Mary Bubala has his story.
Clarence Mitchell III was elected to the Maryland House of Delegates at age 23.
He went on to to serve in the Senate for 20 years, carrying on the equal rights legacy of his father Clarence Mitchell Jr. Baltimore’s circuit court building is named for him and the Mitchell name is synonymous with civil rights.
“I got a lot of being able to fight and stand up and have a voice of my own from him,” said his son Clarence Mitchell IV.
Mitchell IV, known as C4 to WBAL radio listeners, spoke about his father’s legacy on the air Thursday morning.
“Don’t make my father larger or smaller in life than he actually was,” he said. “He saw wrong and tried to make it right. He saw pain and tried to heal it. He saw racism and tried to stop it.”
Clarence Mitchell III’s life did involve some controversy.
In 1987, he was convicted of influence peddling and served 16 months in federal prison. But he didn’t go down without a fight.
“People are upset by the Joint Center for Political Studies revelation that three out of five black elected officials in this country are under investigation by this administration,” Mitchell III once said.
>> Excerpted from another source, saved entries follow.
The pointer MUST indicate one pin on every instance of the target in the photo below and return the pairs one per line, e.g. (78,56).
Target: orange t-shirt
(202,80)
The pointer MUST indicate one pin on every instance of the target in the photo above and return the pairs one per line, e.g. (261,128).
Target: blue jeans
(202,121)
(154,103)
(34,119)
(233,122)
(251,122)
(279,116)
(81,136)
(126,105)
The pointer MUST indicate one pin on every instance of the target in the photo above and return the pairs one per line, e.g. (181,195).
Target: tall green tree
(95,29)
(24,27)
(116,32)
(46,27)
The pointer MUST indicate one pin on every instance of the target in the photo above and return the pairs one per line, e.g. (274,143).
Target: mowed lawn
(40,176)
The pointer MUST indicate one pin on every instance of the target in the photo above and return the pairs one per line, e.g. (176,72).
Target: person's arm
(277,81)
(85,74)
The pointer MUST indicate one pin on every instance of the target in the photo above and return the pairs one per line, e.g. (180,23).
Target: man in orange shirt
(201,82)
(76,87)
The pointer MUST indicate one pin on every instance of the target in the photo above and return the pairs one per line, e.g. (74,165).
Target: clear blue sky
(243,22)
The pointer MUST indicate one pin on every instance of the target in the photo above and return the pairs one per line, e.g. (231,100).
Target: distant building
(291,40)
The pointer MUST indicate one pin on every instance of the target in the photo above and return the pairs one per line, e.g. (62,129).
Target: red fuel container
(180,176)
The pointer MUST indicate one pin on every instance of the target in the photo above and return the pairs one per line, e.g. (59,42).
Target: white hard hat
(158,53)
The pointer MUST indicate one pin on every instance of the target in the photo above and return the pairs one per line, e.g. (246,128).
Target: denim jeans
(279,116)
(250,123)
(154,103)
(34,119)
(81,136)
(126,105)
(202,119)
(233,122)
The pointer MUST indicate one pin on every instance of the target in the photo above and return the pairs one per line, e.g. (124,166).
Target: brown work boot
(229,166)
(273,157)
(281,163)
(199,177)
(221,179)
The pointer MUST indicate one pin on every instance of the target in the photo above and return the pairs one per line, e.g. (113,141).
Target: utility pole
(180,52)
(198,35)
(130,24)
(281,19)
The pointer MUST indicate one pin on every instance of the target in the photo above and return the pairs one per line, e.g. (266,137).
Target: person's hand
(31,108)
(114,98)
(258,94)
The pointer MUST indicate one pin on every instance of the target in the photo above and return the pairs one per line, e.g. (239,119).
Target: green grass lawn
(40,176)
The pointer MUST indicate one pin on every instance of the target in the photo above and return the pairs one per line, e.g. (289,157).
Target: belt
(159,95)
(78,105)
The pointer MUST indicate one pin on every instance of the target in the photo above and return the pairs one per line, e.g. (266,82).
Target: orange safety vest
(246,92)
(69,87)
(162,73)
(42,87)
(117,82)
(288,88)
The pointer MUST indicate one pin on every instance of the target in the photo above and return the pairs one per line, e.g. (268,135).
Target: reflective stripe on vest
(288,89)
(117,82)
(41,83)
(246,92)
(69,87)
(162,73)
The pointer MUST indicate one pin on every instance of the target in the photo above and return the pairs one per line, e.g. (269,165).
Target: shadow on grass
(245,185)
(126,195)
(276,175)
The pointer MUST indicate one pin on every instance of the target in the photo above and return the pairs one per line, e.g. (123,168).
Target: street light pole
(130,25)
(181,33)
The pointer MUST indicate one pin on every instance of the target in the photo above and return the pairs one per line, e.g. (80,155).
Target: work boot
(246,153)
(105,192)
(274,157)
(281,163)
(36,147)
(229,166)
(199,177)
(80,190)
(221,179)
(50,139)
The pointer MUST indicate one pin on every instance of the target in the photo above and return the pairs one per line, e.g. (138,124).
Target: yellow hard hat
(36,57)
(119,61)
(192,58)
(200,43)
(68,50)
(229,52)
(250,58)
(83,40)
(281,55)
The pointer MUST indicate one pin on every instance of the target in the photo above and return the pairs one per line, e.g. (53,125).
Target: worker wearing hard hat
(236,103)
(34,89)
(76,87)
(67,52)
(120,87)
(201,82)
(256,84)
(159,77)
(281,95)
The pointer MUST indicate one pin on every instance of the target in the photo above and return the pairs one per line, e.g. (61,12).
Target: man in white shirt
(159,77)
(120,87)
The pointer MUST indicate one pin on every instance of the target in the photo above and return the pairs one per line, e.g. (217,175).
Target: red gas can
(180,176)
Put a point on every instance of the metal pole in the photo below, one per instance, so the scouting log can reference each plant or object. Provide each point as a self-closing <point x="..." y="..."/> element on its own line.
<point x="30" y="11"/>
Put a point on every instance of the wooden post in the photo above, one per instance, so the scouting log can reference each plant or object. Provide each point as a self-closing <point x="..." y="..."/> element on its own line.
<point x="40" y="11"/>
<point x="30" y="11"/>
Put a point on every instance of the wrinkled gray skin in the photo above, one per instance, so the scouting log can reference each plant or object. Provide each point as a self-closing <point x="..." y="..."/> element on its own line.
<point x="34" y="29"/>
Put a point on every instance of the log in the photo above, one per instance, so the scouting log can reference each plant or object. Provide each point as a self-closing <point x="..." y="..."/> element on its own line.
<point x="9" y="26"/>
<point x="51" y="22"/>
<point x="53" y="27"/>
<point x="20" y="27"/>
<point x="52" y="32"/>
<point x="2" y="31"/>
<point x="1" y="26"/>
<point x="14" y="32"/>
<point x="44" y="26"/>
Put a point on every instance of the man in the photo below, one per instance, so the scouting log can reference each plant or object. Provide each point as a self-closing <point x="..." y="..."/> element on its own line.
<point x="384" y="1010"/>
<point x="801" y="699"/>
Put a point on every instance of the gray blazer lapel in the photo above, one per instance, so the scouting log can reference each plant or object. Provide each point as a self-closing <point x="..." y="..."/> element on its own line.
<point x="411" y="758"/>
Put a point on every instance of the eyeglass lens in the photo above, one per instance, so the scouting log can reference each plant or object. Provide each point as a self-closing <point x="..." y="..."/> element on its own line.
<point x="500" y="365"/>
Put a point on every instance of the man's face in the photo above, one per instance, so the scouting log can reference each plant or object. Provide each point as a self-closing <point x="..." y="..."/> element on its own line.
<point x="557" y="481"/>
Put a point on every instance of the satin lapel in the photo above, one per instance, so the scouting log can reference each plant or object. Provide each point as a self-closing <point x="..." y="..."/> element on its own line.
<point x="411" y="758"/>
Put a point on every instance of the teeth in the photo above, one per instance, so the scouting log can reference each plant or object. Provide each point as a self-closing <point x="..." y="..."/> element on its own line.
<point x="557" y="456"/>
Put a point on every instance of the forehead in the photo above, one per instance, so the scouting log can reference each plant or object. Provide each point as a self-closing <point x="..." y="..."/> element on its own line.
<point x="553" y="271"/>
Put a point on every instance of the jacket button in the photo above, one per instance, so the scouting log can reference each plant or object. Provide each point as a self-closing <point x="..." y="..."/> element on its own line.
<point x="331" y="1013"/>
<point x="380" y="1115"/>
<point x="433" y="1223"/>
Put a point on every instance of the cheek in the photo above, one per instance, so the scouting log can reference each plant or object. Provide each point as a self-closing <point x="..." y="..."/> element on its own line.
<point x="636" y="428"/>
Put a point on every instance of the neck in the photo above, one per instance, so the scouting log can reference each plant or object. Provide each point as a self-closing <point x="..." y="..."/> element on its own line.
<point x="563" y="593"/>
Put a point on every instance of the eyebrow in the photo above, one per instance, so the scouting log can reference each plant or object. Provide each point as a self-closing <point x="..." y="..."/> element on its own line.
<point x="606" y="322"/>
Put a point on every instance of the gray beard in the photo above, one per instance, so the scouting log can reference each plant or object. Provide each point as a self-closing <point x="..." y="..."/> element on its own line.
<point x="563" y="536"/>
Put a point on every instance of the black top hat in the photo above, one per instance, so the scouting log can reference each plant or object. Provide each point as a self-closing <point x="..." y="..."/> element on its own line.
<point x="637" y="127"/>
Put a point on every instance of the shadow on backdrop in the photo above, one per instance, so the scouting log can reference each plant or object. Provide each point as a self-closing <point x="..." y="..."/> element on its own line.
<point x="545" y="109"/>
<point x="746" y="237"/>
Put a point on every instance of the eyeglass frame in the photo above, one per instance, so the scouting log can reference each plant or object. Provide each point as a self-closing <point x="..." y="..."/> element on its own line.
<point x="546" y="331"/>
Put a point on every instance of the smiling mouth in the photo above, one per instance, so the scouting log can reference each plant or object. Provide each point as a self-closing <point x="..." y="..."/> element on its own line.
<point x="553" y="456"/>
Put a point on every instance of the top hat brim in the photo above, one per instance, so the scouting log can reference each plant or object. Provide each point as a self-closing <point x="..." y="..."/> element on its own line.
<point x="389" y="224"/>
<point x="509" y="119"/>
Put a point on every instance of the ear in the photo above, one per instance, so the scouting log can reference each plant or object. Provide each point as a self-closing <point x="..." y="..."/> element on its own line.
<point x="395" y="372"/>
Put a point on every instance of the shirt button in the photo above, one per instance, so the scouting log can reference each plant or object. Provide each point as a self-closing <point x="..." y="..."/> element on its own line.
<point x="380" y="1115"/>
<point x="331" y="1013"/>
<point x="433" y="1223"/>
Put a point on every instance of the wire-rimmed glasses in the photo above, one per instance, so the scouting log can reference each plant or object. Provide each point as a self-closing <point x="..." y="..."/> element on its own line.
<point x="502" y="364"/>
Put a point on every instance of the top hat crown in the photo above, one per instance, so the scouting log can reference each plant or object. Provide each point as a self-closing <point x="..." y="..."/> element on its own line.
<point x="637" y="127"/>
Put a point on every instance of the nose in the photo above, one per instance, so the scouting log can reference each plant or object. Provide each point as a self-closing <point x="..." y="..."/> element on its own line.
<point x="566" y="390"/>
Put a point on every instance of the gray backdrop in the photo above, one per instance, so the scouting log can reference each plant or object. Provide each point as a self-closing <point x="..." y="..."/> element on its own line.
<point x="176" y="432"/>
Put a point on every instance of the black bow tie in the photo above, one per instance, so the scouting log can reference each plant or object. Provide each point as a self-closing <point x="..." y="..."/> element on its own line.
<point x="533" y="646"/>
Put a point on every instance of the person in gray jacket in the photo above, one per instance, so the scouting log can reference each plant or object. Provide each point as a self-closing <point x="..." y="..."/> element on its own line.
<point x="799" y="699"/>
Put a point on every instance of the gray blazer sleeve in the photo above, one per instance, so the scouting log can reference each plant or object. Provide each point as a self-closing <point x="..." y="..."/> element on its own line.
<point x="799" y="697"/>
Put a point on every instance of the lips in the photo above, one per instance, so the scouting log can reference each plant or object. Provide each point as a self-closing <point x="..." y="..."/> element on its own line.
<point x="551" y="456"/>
But Mitchell’s legacy, according to today’s leaders, is his work advancing civil rights, including desegregation in Maryland.
Governor Martin O’Malley released the following statement:
“The City of Baltimore and the State of Maryland today lost a true public servant. Senator Mitchell dedicated his life to secure equal rights for all under the law, to help nurture and mentor a new generation of political leaders and to engage his community in the political process. He understood that there is far more that unites us than divides and that as public servants, it is our responsibility to advance the greater good. My thoughts and prayers are with the Mitchell family on this difficult day.”
“A legendary leader, a community activist, and again the glue in his family. It is a loss for the Mitchell family and a loss for our city and state,” Mayor Stephanie Rawlings-Blake said in a statement.
U.S. Senator Ben Cardin released this statement:
“I served for many years with Clarence Mitchell in the Maryland General Assembly and I saw first-hand his passion for civil rights and for making sure that his constituents got the services and resources that they needed. He helped to pave the road for many African-American leaders who followed him, and I join the community in mourning his passing.”
Senator Mitchell also served as an adviser to presidents Kennedy, Johnson and Carter. He was also an early supporter of President Barack Obama.
Funeral arrangements have not yet been announced.